Aeropagítica

Aeropagítica (John Milton)

Después de leer este artículo de Carlos Javier González Serrano https://elvuelodelalechuza.com/2016/11/06/existe-el-periodismo-neutral-una-perspectiva-socio-historica/ me apetecía leer el libro de John Milton (1608-1674) que se menciona en el mismo.

La Orden de licencias de 1643 que dictaba licenciamiento a cualquier texto antes de su publicación, encuadernación o venta al público, da pie a Milton para el discurso que pronunciará en el Parlamento ante los lores y comunes.

Milton inflamado de aliento poético defiende su posición, contraria a este sistema de licencias -aunque entiende la censura en el caso de publicaciones inmorales, difamatorias y heréticas-. Aunque su planteamiento es básico, se demora y recrea, ya sea yendo a la Grecia clásica -donde las leyes de Atenas no prohibían ningún libro- o comparando a su país, Gran Bretaña, con otros de su entorno.

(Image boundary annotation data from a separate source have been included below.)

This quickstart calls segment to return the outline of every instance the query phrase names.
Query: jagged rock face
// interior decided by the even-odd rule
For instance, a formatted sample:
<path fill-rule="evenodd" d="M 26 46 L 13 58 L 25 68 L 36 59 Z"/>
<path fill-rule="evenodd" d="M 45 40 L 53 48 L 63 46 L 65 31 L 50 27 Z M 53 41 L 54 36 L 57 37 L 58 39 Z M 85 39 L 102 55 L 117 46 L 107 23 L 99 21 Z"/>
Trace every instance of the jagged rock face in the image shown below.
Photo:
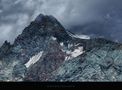
<path fill-rule="evenodd" d="M 0 81 L 122 81 L 122 45 L 80 39 L 40 14 L 0 48 Z"/>
<path fill-rule="evenodd" d="M 122 81 L 122 48 L 105 44 L 66 61 L 54 73 L 51 81 Z"/>

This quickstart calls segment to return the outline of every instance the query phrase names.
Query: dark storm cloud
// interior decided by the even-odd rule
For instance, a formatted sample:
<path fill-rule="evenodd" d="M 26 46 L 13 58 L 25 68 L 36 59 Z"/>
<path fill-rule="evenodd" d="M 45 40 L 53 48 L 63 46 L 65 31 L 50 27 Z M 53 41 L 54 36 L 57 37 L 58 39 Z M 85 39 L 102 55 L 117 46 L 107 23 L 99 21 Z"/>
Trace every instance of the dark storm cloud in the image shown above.
<path fill-rule="evenodd" d="M 122 0 L 0 0 L 0 44 L 13 42 L 40 13 L 55 16 L 66 28 L 76 27 L 74 32 L 122 40 L 121 4 Z"/>

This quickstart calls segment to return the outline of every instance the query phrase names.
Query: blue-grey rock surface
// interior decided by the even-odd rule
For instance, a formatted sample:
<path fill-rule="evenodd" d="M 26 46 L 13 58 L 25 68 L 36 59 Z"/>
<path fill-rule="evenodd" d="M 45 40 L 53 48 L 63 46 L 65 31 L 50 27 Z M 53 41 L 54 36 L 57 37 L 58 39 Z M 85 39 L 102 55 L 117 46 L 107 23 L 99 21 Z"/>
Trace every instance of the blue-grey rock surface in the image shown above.
<path fill-rule="evenodd" d="M 122 81 L 122 44 L 78 37 L 40 14 L 1 46 L 0 81 Z"/>

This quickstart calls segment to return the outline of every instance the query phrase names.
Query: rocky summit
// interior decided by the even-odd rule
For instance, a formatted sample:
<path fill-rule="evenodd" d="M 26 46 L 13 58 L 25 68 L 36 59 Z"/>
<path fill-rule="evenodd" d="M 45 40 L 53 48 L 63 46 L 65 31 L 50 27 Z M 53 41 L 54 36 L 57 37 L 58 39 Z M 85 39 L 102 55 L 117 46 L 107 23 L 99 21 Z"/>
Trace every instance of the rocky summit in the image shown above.
<path fill-rule="evenodd" d="M 122 44 L 85 37 L 40 14 L 1 46 L 0 81 L 122 81 Z"/>

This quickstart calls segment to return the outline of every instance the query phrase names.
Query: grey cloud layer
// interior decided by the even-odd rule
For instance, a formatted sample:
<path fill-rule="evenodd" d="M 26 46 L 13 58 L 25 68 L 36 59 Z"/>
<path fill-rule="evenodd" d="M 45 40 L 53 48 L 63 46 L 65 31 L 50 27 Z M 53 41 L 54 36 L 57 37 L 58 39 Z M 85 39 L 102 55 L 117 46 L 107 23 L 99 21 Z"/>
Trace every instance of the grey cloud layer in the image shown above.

«Porque los libros no son para nada cosas muertas, sino que reside en ellos una fuerza vital tan activa como la del alma a cuya progenie pertenecen; es más, conservan como matraces la más pura eficacia y extracción de aquel intelecto vivo que los engendró. Sé bien que son tan vivaces y tan vigorosamente productivos como aquellos fabulosos colmillos de dragón que, esparcidos aquí y allá, hicieron brotar varones armados. Y con todo, por otra parte, y como no se eche mano de cautela, vale casi lo mismo matar a un hombre que matar un buen libro. Quien mata a un hombre mata una criatura de razón, imagen viva de Dios; pero quien destruye un buen libro mata la razón misma, mata la imagen de Dios, como si estuviese en el ojo. Muchos hombres viven cual carga para la tierra, pero un buen libro es la sangre preciosa y vital de un espíritu maestro, embalsamado y atesorado para una vida más allá de la vida. Verdad es que ninguna edad puede devolver una vida, sin la cual no haya quizás gran pérdida; y el devenir de los años no compensa casi nunca la pérdida de una verdad rechazada, por cuya falta padecen las naciones».

Milton alega que no se puede monopolizar el saber, que unos pocos no pueden decidir que se publica y que no. Que esos pocos no son los más eruditos, ni los más sabios, sino a menudo los más cerriles, los menos vivaces, los más iletrados, carentes de las capacidades intelectuales mínimas para dilucidar la gloria de la razón humana encarnada en los libros y que además nadie está en posesión de la verdad ni del conocimiento.

El saber, dice, es una sed que no se puede aplacar, un alimento que no se le puede negar al pueblo, porque de hacerlo éste resultaría mermado, almidonado, alelado.

Habla de que la Reforma necesita espíritus ingeniosos, agudos, vivaces, personas curiosas, críticas y que todo eso es lo que ha permitido a su país -a mediados del siglo XVII- ser una potencia mundial y la envidia de muchos.

Pide Milton que la Ordenanza no se apruebe, porque sería una ignominia, un atentado contra espíritu del saber, que tiene más de flujo que de fósil. Además Milton apela al juicio de cada uno, a su capacidad de discernimiento, tal que el mismo le permita ver que lecturas le son convenientes y cuales no, ponderando cada una de ellas en su justa medida. De esta manera el Estado no adoptaría un papel paternalista, que abocaría a la ciudadanía a una minoría de edad, donde después de dejar la escuela, el Estado le tendría que seguir guiando, evitando poner a su disposición aquellas lecturas que el Estado considera nocivas, perjudiciales para el espíritu de sus ciudadanos.

Una lectura recomendable, pues ya sean antaño las licencias o bien ahora la censura, es este un asunto que siempre está sobre la mesa, pues el afán de monopolizarlo todo, también afecta al saber.

¿Se imaginan un discurso hoy, en cualquier de nuestras dos cámaras, de tal magnitud, de tal calado?. Cuesta imaginarlo, viendo hoy la política convertida en una máquina de repetir sandeces y frases hechas, en discursos vacíos, que lejos de avivar al pueblo con su agudeza lo anestesian con su necedad.